Being able to efficiently extract nutrients from one’s environment is an essential activity for any heterotroph ranging from predators to parasites. Among the free-living planktonic protozoans, the extremely diverse class of phagotrophic predators have devised a variety of methods to capture and consume the sources of organic

carbon they need to grow and reproduce. One of the most widespread modes of mechanical predation employed by these protozoa involves cilia or flagella supported filter feeding. Captured prey are ultimately endocytosed via a cell spanning tubular invagination, originating at a pore in the plasma membrane, and

ending in budding vesicles targeted for lysosomal digestion. This pore (cytostome), and its emanating tubule structure (cytopharynx), are collectively referred to here as the cytostome/cytopharynx complex (SPC). Despite its ubiquitous presence, almost nothing is known about how the SPC is generated or functions at

the molecular level in any organism.
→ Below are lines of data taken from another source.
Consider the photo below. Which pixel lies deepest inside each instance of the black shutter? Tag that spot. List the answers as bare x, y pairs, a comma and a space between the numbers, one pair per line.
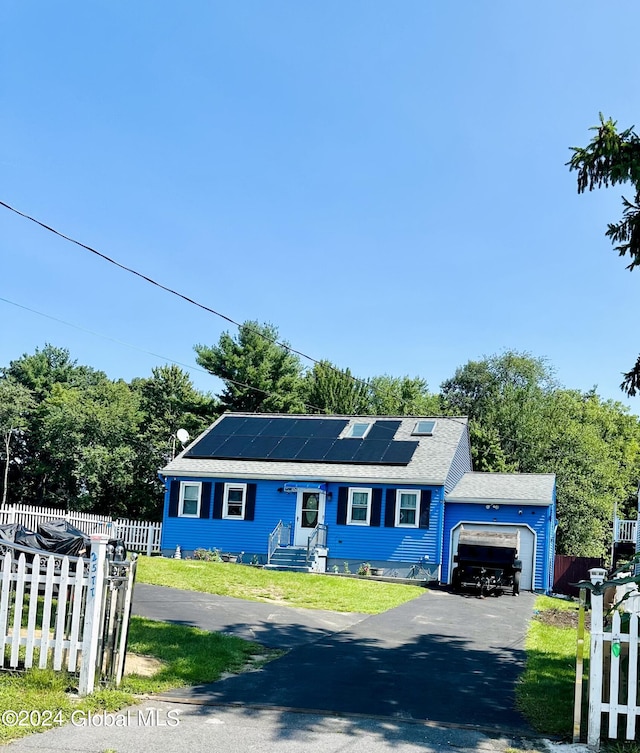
425, 506
205, 499
341, 516
390, 509
250, 503
376, 507
218, 497
174, 497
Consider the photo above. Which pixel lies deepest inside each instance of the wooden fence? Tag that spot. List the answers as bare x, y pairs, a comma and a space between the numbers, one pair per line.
569, 570
138, 535
61, 612
613, 665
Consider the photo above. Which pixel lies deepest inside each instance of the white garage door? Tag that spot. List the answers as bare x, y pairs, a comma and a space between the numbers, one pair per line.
527, 547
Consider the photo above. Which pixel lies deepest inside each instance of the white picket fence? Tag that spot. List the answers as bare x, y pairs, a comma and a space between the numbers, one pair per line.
138, 535
613, 667
52, 611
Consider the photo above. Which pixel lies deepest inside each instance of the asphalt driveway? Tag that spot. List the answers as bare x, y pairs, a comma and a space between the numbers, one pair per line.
441, 657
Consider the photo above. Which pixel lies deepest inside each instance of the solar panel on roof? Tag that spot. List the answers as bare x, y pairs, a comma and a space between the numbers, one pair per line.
280, 438
343, 451
315, 449
371, 451
286, 449
260, 447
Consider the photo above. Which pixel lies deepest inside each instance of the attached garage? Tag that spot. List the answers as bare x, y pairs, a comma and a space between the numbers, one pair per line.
507, 502
526, 553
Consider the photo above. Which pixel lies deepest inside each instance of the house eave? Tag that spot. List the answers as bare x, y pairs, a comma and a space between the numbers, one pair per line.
498, 501
397, 482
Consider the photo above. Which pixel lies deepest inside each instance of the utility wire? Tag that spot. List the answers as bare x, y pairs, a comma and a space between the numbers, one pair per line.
172, 291
149, 352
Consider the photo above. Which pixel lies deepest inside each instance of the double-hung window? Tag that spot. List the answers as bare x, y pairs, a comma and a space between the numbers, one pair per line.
408, 508
359, 507
235, 498
189, 504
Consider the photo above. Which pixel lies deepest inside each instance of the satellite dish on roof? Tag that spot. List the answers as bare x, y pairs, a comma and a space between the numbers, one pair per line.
183, 436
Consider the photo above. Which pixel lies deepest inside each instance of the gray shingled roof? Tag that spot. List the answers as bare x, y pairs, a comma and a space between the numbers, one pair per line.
530, 488
429, 464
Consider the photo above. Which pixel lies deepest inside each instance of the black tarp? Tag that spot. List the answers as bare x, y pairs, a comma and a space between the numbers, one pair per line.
61, 537
16, 533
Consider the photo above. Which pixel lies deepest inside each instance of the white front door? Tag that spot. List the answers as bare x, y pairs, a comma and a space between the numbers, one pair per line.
309, 514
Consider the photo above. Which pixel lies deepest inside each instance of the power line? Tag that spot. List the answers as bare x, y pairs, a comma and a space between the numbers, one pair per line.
172, 291
149, 352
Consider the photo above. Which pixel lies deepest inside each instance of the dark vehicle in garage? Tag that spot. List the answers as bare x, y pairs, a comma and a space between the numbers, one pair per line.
487, 562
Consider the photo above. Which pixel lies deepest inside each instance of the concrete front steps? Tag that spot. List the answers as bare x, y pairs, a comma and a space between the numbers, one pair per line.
290, 558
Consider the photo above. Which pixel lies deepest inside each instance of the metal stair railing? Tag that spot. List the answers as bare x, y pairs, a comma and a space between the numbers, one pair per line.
280, 536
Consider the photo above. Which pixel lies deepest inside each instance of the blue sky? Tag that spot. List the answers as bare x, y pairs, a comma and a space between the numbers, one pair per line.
385, 182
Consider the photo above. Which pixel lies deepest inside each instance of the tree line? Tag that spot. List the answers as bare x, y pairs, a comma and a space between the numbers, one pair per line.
73, 438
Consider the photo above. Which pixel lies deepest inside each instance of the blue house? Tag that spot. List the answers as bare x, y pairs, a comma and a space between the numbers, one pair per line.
323, 491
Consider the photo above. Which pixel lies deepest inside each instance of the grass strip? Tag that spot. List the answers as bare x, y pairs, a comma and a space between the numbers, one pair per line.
546, 689
45, 699
305, 590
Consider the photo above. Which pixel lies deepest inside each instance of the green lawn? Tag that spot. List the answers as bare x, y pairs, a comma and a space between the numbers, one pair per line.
291, 589
546, 689
187, 655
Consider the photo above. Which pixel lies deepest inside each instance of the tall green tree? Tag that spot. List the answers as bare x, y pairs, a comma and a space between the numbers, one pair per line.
169, 401
90, 436
260, 375
521, 420
507, 395
402, 396
328, 389
40, 372
612, 157
16, 402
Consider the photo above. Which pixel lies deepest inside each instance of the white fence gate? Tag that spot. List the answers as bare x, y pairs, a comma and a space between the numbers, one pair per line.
137, 535
61, 612
613, 667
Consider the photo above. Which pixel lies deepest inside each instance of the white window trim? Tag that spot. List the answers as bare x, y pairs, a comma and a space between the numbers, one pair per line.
351, 427
416, 431
417, 520
183, 486
225, 502
357, 489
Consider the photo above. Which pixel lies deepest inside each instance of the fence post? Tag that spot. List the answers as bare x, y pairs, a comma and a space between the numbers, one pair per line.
91, 634
597, 576
577, 699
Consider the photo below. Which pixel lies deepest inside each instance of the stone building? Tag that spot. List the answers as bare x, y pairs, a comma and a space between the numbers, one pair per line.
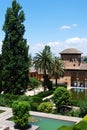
75, 71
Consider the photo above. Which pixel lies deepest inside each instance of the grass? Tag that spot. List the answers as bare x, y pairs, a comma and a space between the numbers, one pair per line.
1, 111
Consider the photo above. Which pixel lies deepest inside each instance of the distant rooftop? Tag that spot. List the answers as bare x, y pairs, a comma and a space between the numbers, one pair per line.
71, 51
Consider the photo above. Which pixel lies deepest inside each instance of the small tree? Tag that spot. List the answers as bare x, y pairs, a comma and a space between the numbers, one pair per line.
21, 113
61, 97
46, 107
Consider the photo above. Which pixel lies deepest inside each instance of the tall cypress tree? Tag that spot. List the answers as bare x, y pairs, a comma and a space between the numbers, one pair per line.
14, 51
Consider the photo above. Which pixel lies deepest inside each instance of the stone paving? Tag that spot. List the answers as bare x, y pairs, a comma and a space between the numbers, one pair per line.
8, 113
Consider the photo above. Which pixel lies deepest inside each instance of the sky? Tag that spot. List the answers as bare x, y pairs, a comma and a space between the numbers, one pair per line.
61, 24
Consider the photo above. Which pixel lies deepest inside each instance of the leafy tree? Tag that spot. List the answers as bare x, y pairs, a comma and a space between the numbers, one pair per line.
83, 108
61, 97
43, 61
15, 51
58, 69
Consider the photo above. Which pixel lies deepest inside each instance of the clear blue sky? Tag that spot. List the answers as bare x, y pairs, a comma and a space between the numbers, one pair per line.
58, 23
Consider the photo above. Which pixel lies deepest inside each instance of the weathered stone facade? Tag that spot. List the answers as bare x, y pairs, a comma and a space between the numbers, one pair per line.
75, 70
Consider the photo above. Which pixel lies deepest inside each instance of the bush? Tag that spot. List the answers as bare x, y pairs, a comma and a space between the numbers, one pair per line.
20, 113
6, 100
65, 128
61, 97
85, 118
46, 107
82, 125
83, 108
35, 102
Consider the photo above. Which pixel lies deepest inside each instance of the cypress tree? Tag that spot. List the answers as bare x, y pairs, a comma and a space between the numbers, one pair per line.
15, 51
It is worth noting that, collectively, the SPC containing protozoa play critical roles in diverse activities ranging from the global microbial food web to human parasitism. Intriguingly, the genetically tractable flagellate, Trypanosoma cruzi, has retained this ancestral mode of endocytosis and,

much like it’s free-living bacterivorous relatives (e.g. Bodo saltans), actively endocytoses its host’s material sustenance via the SPC as well. How protozoans capture food at their surface, signal internally to initiate endocytosis and ultimately traffic this material down the SPC to the lysosome for digestion remains a

mystery and is at the core of the questions we seek to answer in this proposal. We have found that SPC- mediated endocytosis is dispensable for T. cruzi when grown in vitro, and as a result, we are uniquely positioned to be able to conduct extensive knockout (KO) and complementation studies to functionally dissect

multiple dimensions of SPC function without impacting cell viability for the first time. As a continuation of our prior published work, this proposal seeks to generate a holistic understanding of how SPC mediated endocytosis fundamentally functions. We will begin by dismantling the unified activity of endocytosis into its

constituent processes; cargo capture through surface receptors (Aim1), receptor signal transduction and activation of endocytic machinery (Aim2) and finally active transport of phagocytosed cargo along the SPC for digestion (Aim3). Each of these aims will address important basic aspects of protozoan biology that continue to

remain poorly understood. As studies currently underway have highlighted, the use of standard confocal live microscopy is too slow and toxic to study this highly dynamic and rapid process. As a result, this proposal requests funding to support the acquisition of a spinning disk confocal microscope that will be capable of

imaging extremely fast protozoan endocytic activities across long periods of time without the concerns associated with phototoxicity hampering analysis. This equipment will no doubt enhance ongoing studies which seeks to elucidate the mechanistic underpinnings of the enigmatic process of protozoan phagotrophy.